Cette présence d’Alexander en tête d’attaque était l’un des principaux points à surveiller en ce début de saison 2026, après une campagne où il avait été limité à huit matchs mais sans jamais perdre en 11 départs en saison régulière. À ses côtés, Alexander Hollins a pris le départ après avoir surtout servi de soutien l’an dernier, tandis que Jerreth Sterns, embauché cet hiver, complétait un groupe de quatre receveurs partants avec Tyson Philpot, Cole Spieker et Tyler Snead. Les nouveaux venus avaient été chargés de compenser les départs d’Austin Mack et de Charleston Rambo, dans une attaque qui devait aussi absorber la retraite de Marc-Antoine Dequoy, parti après cinq saisons dans la LCF et remplacé en tertiaire par Nate Beauchemin.

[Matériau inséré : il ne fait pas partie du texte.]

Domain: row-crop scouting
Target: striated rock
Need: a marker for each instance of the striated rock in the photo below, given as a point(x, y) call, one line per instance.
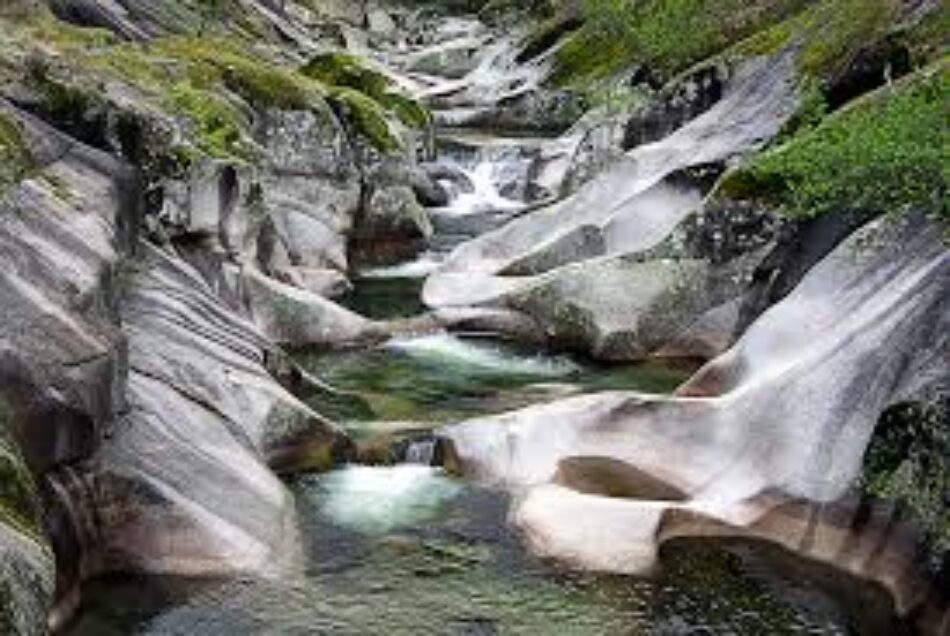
point(182, 477)
point(310, 187)
point(27, 567)
point(139, 395)
point(295, 317)
point(625, 265)
point(394, 213)
point(779, 422)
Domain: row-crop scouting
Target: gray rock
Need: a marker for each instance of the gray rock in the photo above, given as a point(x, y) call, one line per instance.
point(765, 442)
point(295, 317)
point(394, 213)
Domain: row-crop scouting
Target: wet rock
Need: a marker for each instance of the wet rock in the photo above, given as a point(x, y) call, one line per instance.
point(298, 318)
point(394, 213)
point(766, 441)
point(627, 264)
point(310, 188)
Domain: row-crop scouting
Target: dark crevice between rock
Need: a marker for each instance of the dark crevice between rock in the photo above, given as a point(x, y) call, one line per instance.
point(799, 246)
point(683, 101)
point(871, 69)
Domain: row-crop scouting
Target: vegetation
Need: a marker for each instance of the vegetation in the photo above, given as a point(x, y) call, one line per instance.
point(908, 461)
point(19, 509)
point(367, 97)
point(210, 84)
point(15, 160)
point(619, 33)
point(830, 33)
point(887, 152)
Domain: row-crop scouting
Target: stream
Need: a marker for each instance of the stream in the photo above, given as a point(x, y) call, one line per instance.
point(406, 549)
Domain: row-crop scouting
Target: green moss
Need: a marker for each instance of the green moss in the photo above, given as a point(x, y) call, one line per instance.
point(885, 153)
point(667, 35)
point(356, 85)
point(343, 69)
point(19, 508)
point(218, 126)
point(908, 460)
point(262, 84)
point(367, 117)
point(15, 159)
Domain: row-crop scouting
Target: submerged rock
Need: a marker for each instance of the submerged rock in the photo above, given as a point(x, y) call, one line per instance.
point(772, 431)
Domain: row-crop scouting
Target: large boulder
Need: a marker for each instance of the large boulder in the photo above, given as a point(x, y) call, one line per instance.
point(184, 475)
point(628, 263)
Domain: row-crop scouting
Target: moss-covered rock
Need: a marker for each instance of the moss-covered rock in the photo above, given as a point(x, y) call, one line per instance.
point(887, 152)
point(367, 97)
point(908, 461)
point(15, 159)
point(26, 560)
point(665, 35)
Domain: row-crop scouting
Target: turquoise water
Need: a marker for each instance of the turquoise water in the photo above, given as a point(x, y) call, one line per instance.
point(404, 550)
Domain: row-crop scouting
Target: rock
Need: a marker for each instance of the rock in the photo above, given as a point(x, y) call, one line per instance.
point(135, 399)
point(429, 192)
point(27, 567)
point(205, 415)
point(626, 264)
point(764, 442)
point(393, 213)
point(298, 318)
point(380, 22)
point(454, 59)
point(310, 187)
point(328, 283)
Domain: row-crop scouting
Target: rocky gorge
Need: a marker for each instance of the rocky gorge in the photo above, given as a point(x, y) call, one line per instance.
point(615, 282)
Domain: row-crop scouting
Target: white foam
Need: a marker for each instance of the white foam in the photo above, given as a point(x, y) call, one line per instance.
point(419, 268)
point(376, 500)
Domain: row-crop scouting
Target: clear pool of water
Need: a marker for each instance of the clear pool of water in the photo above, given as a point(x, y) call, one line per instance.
point(405, 550)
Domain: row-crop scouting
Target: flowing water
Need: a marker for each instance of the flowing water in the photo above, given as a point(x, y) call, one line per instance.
point(406, 549)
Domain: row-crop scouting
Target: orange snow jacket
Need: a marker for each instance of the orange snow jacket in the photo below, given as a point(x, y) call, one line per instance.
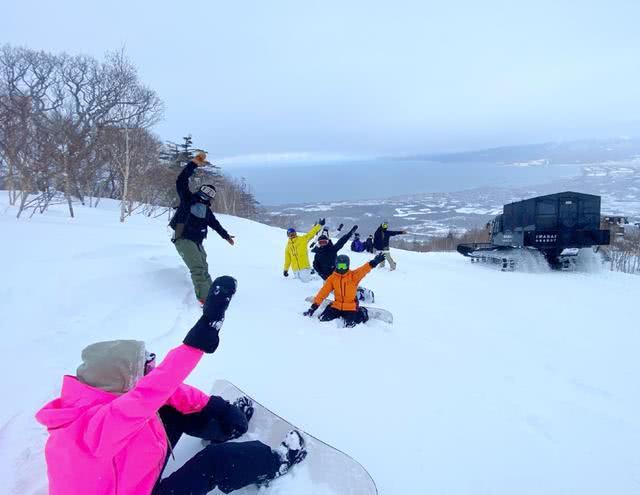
point(344, 288)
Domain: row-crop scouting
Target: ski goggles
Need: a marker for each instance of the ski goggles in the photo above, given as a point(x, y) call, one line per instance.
point(149, 362)
point(208, 191)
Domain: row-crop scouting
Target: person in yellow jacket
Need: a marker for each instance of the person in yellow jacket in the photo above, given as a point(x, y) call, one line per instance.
point(296, 255)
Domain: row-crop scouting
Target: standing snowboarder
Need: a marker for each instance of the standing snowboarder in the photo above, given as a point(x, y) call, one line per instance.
point(190, 223)
point(381, 243)
point(296, 254)
point(357, 246)
point(115, 424)
point(368, 244)
point(344, 285)
point(324, 260)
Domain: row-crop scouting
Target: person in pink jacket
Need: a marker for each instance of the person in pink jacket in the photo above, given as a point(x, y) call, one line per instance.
point(112, 429)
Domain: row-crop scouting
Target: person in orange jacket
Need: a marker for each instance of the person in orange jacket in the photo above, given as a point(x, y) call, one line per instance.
point(344, 285)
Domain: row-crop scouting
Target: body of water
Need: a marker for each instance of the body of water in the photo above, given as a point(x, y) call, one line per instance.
point(356, 180)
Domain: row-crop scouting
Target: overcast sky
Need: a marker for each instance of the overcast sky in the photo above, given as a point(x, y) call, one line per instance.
point(363, 77)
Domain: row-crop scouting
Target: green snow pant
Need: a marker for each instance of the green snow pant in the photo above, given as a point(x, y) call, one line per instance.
point(195, 257)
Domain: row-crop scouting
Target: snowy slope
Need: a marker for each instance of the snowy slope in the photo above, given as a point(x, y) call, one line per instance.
point(488, 382)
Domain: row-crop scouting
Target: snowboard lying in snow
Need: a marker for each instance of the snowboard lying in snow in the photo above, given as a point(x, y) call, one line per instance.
point(374, 313)
point(325, 471)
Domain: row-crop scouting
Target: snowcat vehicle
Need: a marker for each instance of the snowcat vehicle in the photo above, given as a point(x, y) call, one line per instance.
point(555, 227)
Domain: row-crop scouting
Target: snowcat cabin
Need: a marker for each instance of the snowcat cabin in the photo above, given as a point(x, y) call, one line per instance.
point(553, 223)
point(556, 225)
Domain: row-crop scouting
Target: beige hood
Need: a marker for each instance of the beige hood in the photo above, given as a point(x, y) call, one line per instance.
point(113, 366)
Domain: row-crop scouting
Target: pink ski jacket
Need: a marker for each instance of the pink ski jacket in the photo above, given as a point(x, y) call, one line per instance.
point(101, 443)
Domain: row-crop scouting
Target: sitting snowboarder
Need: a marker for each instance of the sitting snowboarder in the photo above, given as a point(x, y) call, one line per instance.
point(326, 252)
point(344, 285)
point(357, 246)
point(296, 253)
point(115, 423)
point(368, 244)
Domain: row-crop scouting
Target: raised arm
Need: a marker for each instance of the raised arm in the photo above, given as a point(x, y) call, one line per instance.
point(343, 240)
point(182, 182)
point(287, 257)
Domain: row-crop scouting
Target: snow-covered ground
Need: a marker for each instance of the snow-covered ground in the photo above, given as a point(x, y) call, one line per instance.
point(488, 383)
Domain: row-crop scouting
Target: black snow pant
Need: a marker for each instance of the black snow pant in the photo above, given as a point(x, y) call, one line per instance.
point(226, 466)
point(351, 318)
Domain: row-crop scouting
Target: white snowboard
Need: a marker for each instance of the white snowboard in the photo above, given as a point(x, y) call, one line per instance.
point(374, 313)
point(326, 469)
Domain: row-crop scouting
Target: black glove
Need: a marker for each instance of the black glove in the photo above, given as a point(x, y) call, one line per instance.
point(311, 310)
point(377, 260)
point(204, 334)
point(246, 405)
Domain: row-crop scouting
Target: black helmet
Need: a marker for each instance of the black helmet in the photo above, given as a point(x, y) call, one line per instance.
point(342, 264)
point(207, 192)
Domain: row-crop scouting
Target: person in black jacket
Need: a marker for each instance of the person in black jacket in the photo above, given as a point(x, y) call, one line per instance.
point(381, 243)
point(368, 244)
point(326, 252)
point(191, 221)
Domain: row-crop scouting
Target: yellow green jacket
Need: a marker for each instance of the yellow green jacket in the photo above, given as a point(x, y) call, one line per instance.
point(296, 254)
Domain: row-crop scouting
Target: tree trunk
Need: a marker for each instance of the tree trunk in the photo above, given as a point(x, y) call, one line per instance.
point(125, 178)
point(11, 183)
point(67, 186)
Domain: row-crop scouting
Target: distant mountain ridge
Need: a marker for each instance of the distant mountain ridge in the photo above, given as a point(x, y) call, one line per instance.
point(578, 152)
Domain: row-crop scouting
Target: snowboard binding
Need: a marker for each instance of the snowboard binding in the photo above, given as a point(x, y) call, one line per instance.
point(292, 451)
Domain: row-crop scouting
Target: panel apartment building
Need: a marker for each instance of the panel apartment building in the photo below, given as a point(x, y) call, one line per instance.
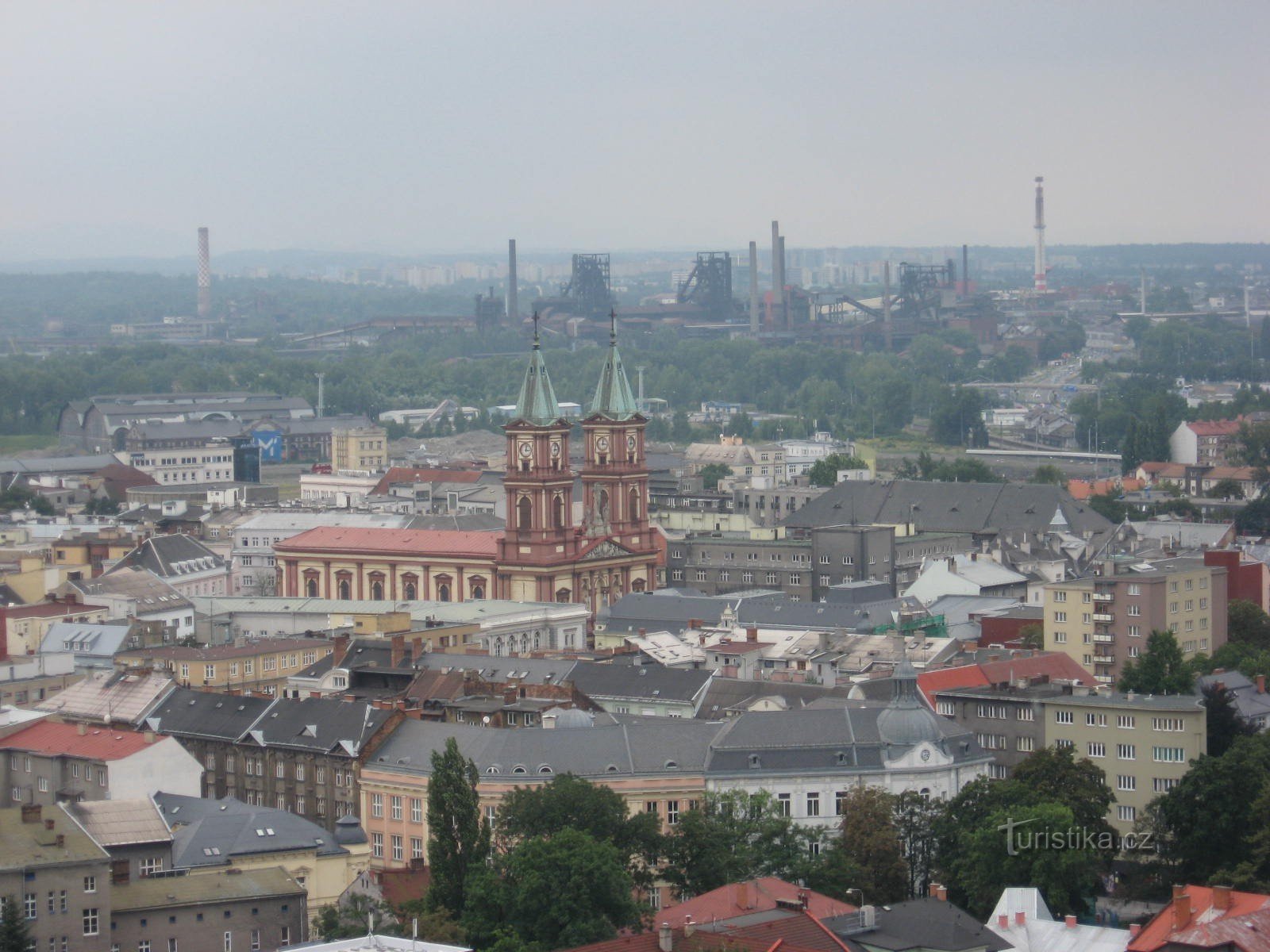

Le cadre de cette ouverture explique aussi pourquoi le match comptait autant jeudi soir. Les Alouettes sortaient d’une finale de la Coupe Grey perdue 25 à 17 contre les Roughriders de la Saskatchewan, et Danny Maciocia comme Jason Maas avaient choisi de miser sur la continuité malgré cette défaite crève-cœur et deux matchs préparatoires plus ou moins convaincants. Quarante et un joueurs présents au premier entraînement officiel de la nouvelle saison faisaient déjà partie de la formation qui avait battu les Tiger-Cats 19 à 16 en finale de l’Est en novembre dernier, signe qu’aucun virage brutal n’était au programme.
Maas avait d’ailleurs expliqué lundi qu’il aimait beaucoup son équipe de la saison dernière et qu’il comptait aussi sur de jeunes joueurs. Il avait ajouté que ses vétérans semblaient affamés et prêts à jouer, convaincu que la défaite en Coupe Grey avait laissé une trace. Le début à Hamilton a montré que cette motivation devra rapidement se traduire en discipline et en exécution, parce qu’une équipe qui choisit de revenir presque intacte ne peut pas se permettre de laisser la même première impression qu’en novembre. Pour les Alouettes, la vraie réponse ne viendra pas du discours d’avant-saison, mais de la façon dont Alexander, ses nouveaux receveurs et la tertiaire remaniée feront oublier les départs et les blessures au fil des prochaines semaines.